I love the sea. The sea is prayer for me.

Just a few weeks ago, I was blessed to spend a week on Whidbey Island , Washington with my son Taylr. It was such a delight in so many ways. God’s majesty, glory and creativity were on full display – being poured out again and again in the endless ebb and flow of the ocean’s tide. The power of the sea draws me into the eternality of the crashing waves and my thirst is quenched.

On our last afternoon, as we walked along the Ebey’s Landing trail , I began to wonder “what is here that I am being invited to take home with me?” Yes, there is the beauty and peace that is pervasive, along with a sweetness of the time spent with Taylor. But I sensed God was offering something more.

Now home and reflecting on my experience, I ask “what was different this time?” The still small voice speaking in my heart says “you received my gift”. “If only you knew the gift God has for you and who you are speaking to, you would ask me and I would give you living water. Those who drink the water I give will never be thirsty again. It becomes a fresh, bubbling spring within them, giving them eternal life” (John 4: 10,14 NLT)
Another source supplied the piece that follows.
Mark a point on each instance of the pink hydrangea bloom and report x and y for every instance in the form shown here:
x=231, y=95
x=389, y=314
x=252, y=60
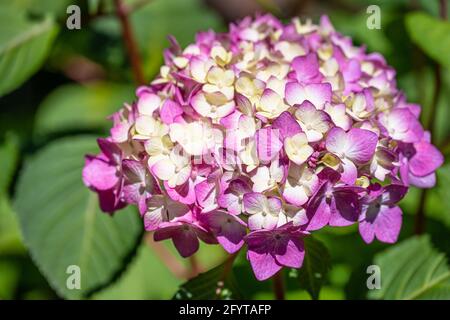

Hmmm…. what would life look like if I really knew the gift God has for me, for us and for the world and RECEIVED it unconditionally? Receiving the gift of God’s Boundless Presence from the shores of Puget Sound was easy. Each wave was a testimony of God’s pouring out of God’s Self and being offered to me as living water.

I know, too, that in Jesus’ life, death, and resurrection he held nothing back. He poured out his everything unconditionally and in doing so gave me the gift of eternal life. Not only 2000 years ago but NOW. Do I really know? Do I really receive the gift so generously given? All I need do is “turn around” as the song says. I am simply to receive the gift, accept the gift and cherish it as a “pearl of great price.”

Yet sometimes the gift is offered in experiences of pain, suffering, worry, challenges, frustration. Then I am not so willing to receive. When i insist on getting my own way, maintaining control and hold fast to the illusion that I am “in charge” of my own life (and better yet the life of others) I am not receiving the gift. When I sink into feelings of unworthiness, judgment of myself and others, when I run my life at warp speed – I can’t possibly be open to receive the outpouring of God’s gift of Love.

The command is to lose my life so that I can receive Divine Life. I seem to resist at every turn. “I am leaving you with a gift – peace of mind and heart. And the peace I give you is a gift the world cannot give. so don’t be troubled or afraid” John 14:27

So how do I practice receiving the gifts promised? (It is practice, practice, practice.) I sit. I listen. I watch. Like Abraham, Moses, Samuel, Mary the Mother of God and others before me – my prayer is “Here I Am”. I practice letting go of my desire for security, affection, control and receive the moment just at it is. For in the moment is God’s Boundless Presence. It’s a bit like standing on the shores of Puget Sound only for now I sit in my chair.